With an estimated $14,000 owed, the employer agreed to settle the matter with a payment of $21,000 to cover court fees incurred while pursuing the debt on grounds of a fiduciary breach. Unfortunately, the employer paid only $18,500, after which he escaped jurisdiction and was never seen again. This left the employee with no option other than to claim the remaining $3,000 from the now appellant bank, who in accordance with the terms of the plan, was an acting trustee under the Employee Retirement Income Security Act of 1974 (ERISA).
At the point of litigation, it became clear that while serving as a trustee, the bank was under duty to inform where possible, all plan beneficiaries of its decision to rescind its appointment, as expressed under art. 15.6 of the plan, which allowed the bank to resign by written notice, after which any outstanding funds would be transferred to a successor trustee; however should one not be available, the administrator of the plan would automatically occupy that position.
Unbeknown to the employee, the bank had been struggling to communicate with the employer for a number of months, and after resigning as trustees with the knowledge that the trustee-administrator relationship had broken down, and that the company was now also in financial trouble, the bank had handed $53,000 of plan funds to the employer without notifying the beneficiaries of their decision. It was at this point that the employer converted the assets for his own personal use, sometime before part-settling with the employee and disappearing.

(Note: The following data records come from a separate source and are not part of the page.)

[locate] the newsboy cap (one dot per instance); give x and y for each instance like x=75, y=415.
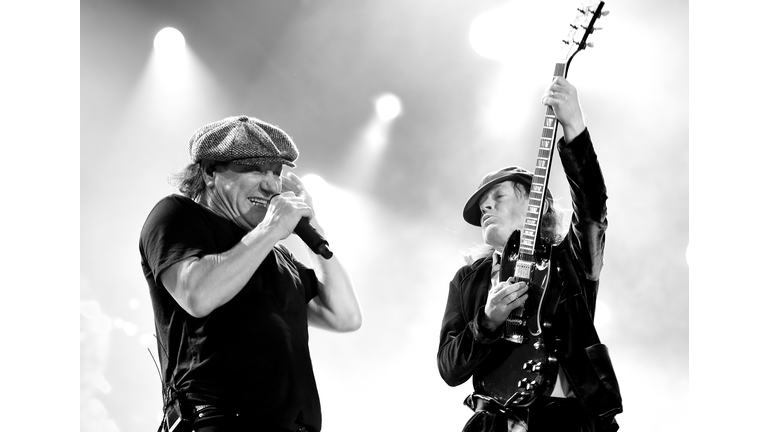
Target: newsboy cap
x=243, y=140
x=515, y=174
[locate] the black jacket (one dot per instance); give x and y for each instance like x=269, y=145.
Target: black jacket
x=467, y=348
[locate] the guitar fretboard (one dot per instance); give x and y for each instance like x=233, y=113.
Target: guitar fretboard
x=540, y=179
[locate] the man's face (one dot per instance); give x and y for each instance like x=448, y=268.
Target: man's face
x=502, y=210
x=242, y=192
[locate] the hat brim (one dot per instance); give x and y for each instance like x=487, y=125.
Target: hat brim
x=472, y=209
x=263, y=161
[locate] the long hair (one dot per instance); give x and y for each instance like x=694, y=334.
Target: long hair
x=190, y=180
x=552, y=229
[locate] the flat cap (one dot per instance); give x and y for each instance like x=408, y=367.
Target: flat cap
x=515, y=174
x=243, y=140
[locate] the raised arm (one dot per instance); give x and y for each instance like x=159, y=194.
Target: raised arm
x=201, y=284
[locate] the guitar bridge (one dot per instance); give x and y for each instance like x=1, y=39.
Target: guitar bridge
x=523, y=270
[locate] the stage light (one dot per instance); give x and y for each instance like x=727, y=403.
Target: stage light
x=314, y=184
x=169, y=41
x=388, y=106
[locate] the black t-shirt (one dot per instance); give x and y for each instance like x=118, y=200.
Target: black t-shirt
x=251, y=353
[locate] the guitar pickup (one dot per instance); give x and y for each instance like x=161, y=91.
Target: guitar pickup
x=532, y=366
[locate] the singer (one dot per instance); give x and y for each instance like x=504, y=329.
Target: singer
x=231, y=306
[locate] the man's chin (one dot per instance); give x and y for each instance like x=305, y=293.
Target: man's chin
x=495, y=238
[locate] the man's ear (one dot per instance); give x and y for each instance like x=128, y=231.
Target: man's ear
x=208, y=169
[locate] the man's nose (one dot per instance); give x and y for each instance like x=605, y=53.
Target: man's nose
x=271, y=183
x=486, y=205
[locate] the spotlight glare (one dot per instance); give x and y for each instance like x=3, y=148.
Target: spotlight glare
x=314, y=183
x=388, y=106
x=169, y=41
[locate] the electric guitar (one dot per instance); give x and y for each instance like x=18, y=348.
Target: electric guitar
x=531, y=368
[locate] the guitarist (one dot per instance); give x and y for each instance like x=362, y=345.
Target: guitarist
x=585, y=395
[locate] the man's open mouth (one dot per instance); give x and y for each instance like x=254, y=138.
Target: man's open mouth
x=261, y=202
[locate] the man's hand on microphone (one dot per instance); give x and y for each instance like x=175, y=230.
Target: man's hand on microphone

When heard in the district court, the judge awarded in favour of the claimant employee, whereupon the bank appealed to the court of appeals, who investigated further, the nature of the plan and associated case precedents. Here it was agreed that under § 106 of the Restatement (Second) of Trusts, a trustee was able to resign in accordance with a trust with express permission of the beneficiaries or consent of the court, yet at no point had the bank alerted the employee(s) of either the decision to resign, or the uncertain future of the employer.
It was also noted that under s. 11.4 of the plan, that the bank could be could liable:
“[T]o the extent it is judicially determined that the Trustee/Custodian has failed to exercise the care, skill, prudence and diligence under the circumstances then prevailing that a prudent person acting in a like capacity and familiar with such matters would use in the conduct of an enterprise of a like character with like aims.”
While the bank argued that under such circumstances, legal remedy would be sustainable only as a class action involving all the beneficiaries, the court held that in Varity Corp. v. Howe, individual remedy was viable under ERISA § 502(a)(3), which provides that equitable relief is granted to individuals in order to “redress any act or practice which violates any provision of this title”. The court also noted that § 173 of the Restatement (Second) of Trusts provides that:
“[The Trustee] is under a duty to communicate to the beneficiary material facts affecting the interest of the beneficiary which he knows the beneficiary does not know and which the beneficiary needs to know for his protection in dealing with a third person.”
It was for these salient reasons that the appeal court supported the district court ruling and awarded in favour of the employee for the remaining balance of the plan monies, while adding that had the bank been in a position to hand over money of its own to the employer, things may have taken quite a different turn, especially when considering the vulnerability of the beneficiaries.